BACKGROUND: Fractalkine is widely expressed throughout the brain and spinal cord, where it can exert effects on pain enhancement and hyperalgesia by activating microglia through CX3C chemokine receptor 1 (CX3CR1), which triggers the release of several pro-inflammatory cytokines in the spinal cord. Fractalkine has also been shown to increase cytosolic calcium ([Ca(2+)](i)) in microglia. MATERIAL/METHODS: Based on the characteristics of CX3CR1, a G protein-coupled receptor, we explored the role of inositol 1,4,5-trisphosphate (IP3) signaling in fractalkine-induced inflammatory response in BV-2 cells in vitro.

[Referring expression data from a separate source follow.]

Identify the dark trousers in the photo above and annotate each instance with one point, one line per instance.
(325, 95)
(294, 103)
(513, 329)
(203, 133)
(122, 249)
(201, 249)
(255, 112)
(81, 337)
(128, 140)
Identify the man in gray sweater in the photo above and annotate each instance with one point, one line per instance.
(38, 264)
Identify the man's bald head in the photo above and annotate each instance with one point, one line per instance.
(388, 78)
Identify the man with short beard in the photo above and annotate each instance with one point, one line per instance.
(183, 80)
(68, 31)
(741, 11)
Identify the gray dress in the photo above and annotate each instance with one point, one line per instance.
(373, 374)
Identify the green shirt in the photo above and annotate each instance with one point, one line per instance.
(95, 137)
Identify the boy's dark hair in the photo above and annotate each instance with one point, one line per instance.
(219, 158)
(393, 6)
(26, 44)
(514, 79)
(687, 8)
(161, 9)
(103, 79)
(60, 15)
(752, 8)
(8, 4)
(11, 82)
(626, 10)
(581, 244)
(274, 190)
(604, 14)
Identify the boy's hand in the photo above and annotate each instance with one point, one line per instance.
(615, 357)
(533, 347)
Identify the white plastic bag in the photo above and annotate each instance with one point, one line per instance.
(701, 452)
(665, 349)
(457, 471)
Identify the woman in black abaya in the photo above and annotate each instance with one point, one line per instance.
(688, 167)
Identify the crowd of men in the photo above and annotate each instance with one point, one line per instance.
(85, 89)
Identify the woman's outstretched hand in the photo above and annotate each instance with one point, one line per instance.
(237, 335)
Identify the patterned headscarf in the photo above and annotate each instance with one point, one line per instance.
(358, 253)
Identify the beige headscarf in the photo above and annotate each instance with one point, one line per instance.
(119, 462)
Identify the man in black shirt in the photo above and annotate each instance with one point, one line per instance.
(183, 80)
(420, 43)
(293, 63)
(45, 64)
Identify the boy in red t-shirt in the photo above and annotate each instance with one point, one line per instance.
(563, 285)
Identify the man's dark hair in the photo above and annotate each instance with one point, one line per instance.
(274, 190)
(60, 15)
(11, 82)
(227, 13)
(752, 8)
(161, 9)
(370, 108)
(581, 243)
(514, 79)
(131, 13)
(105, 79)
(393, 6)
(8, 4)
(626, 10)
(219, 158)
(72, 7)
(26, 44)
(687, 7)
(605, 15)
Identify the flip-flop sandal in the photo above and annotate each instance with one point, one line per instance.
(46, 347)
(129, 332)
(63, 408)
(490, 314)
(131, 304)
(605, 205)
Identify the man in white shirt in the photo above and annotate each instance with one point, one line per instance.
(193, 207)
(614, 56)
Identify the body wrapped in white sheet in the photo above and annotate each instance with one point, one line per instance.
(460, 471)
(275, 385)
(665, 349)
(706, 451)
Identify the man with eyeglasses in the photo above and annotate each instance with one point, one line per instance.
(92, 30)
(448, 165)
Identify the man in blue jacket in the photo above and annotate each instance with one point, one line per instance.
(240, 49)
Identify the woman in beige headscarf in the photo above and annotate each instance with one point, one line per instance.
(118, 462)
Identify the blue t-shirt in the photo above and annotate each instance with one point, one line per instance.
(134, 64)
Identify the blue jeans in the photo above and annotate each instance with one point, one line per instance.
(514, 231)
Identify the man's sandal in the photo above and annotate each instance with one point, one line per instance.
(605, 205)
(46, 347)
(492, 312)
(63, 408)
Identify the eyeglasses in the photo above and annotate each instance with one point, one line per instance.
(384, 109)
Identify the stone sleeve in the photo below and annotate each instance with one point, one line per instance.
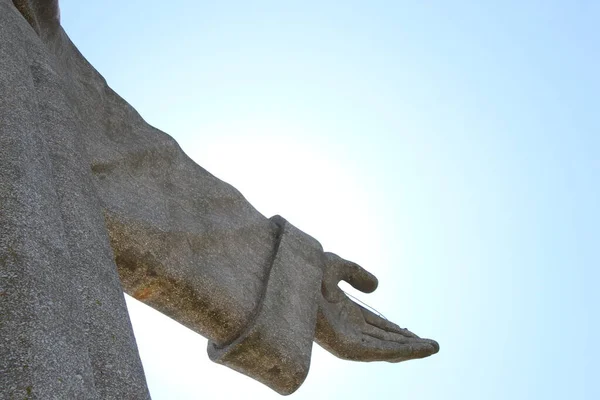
(275, 348)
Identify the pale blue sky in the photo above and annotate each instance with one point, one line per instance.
(452, 148)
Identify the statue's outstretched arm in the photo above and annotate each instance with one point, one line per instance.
(192, 247)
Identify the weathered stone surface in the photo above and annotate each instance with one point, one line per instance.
(94, 201)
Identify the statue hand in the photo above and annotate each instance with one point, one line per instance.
(352, 332)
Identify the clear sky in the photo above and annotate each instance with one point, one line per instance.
(450, 147)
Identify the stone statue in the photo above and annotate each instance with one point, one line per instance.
(94, 202)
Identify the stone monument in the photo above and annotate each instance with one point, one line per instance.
(94, 202)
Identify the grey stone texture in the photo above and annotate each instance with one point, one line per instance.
(94, 202)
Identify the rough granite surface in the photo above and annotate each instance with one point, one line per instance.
(94, 202)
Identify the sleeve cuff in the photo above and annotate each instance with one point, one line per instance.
(276, 347)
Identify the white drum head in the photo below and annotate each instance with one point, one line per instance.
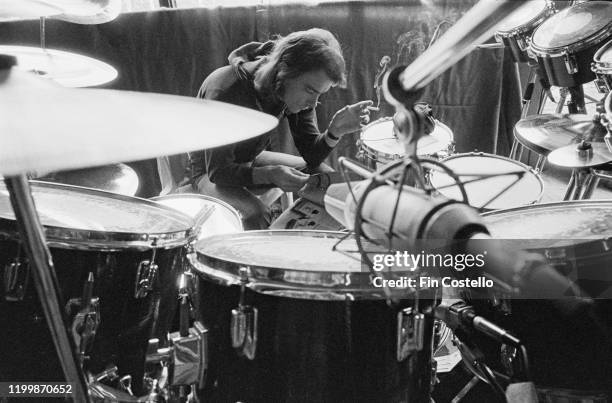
(515, 192)
(523, 16)
(212, 216)
(379, 139)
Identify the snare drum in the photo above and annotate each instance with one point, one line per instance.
(515, 31)
(308, 326)
(135, 250)
(602, 67)
(517, 184)
(379, 144)
(567, 346)
(211, 216)
(565, 43)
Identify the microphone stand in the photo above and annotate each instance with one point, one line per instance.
(33, 239)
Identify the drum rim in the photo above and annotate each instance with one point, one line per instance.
(602, 67)
(377, 155)
(514, 162)
(602, 241)
(556, 51)
(557, 204)
(85, 239)
(327, 285)
(200, 196)
(547, 11)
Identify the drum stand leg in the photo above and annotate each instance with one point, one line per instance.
(582, 184)
(33, 239)
(516, 152)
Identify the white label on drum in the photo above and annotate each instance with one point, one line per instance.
(574, 23)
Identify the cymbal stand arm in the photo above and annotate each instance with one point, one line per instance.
(33, 239)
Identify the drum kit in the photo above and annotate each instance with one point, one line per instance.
(169, 299)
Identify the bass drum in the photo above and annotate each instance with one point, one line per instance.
(504, 183)
(211, 216)
(379, 145)
(133, 248)
(515, 31)
(307, 325)
(565, 44)
(568, 341)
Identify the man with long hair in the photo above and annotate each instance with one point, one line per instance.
(284, 78)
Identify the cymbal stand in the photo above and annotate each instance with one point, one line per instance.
(583, 182)
(45, 280)
(516, 152)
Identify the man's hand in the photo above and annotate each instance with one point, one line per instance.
(287, 178)
(350, 118)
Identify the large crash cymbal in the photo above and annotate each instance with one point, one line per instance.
(583, 155)
(548, 132)
(116, 178)
(78, 11)
(46, 127)
(65, 68)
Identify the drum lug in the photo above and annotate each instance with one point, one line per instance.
(145, 277)
(410, 333)
(570, 62)
(556, 256)
(608, 140)
(85, 323)
(186, 358)
(243, 326)
(16, 275)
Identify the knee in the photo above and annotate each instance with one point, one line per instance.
(256, 215)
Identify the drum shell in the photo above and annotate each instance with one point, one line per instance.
(311, 351)
(127, 323)
(517, 50)
(568, 340)
(557, 72)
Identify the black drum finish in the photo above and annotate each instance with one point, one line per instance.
(127, 323)
(557, 73)
(311, 351)
(566, 43)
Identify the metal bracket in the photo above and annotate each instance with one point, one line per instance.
(16, 275)
(410, 333)
(244, 322)
(85, 323)
(570, 62)
(145, 277)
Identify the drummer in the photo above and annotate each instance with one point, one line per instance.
(284, 78)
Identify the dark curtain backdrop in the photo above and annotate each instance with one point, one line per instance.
(172, 51)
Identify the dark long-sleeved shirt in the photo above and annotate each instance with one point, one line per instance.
(231, 165)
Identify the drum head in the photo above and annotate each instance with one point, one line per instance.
(519, 187)
(573, 25)
(292, 263)
(523, 17)
(212, 216)
(379, 138)
(603, 59)
(571, 221)
(98, 219)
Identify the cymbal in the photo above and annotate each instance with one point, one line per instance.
(46, 127)
(65, 68)
(548, 132)
(96, 12)
(116, 178)
(573, 157)
(70, 10)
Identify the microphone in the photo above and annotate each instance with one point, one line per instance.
(402, 218)
(456, 313)
(384, 61)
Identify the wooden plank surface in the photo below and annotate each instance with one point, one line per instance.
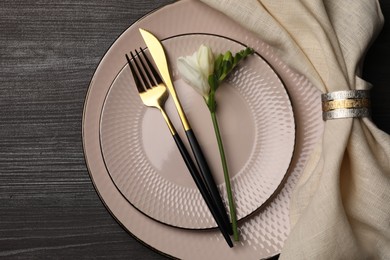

The effect and the underlying mechanism induced by fractalkine in the brain were observed using a mouse model with intracerebroventricular (i.c.v.) injection of exogenous fractalkine. RESULTS: [Ca(2+)](i) was significantly increased and IL-1β and TNF-α levels were higher in the fractalkine-treated cell groups than in the farctalkine+ 2-APB groups. We found that i.c.v. injection of fractalkine significantly increased p-p38MAPK, IL-1β, and TNF-α expression in the brain, while i.c.v. injection of a fractalkine-neutralizing antibody (anti-CX3CR1), trisphosphate receptor (IP(3)R) antagonist (2-APB), or p38MAPK inhibitor (SB203580) prior to fractalkine addition yielded an effective and reliable anti-allodynia effect, following the reduction of p-p38MAPK, IL-1β, and TNF-α expression. CONCLUSIONS: Our results suggest that fractalkine leads to hyperalgesia, and the underlying mechanism may be associated with IP(3)/p38MAPK-mediated calcium signaling and its phlogogenic properties.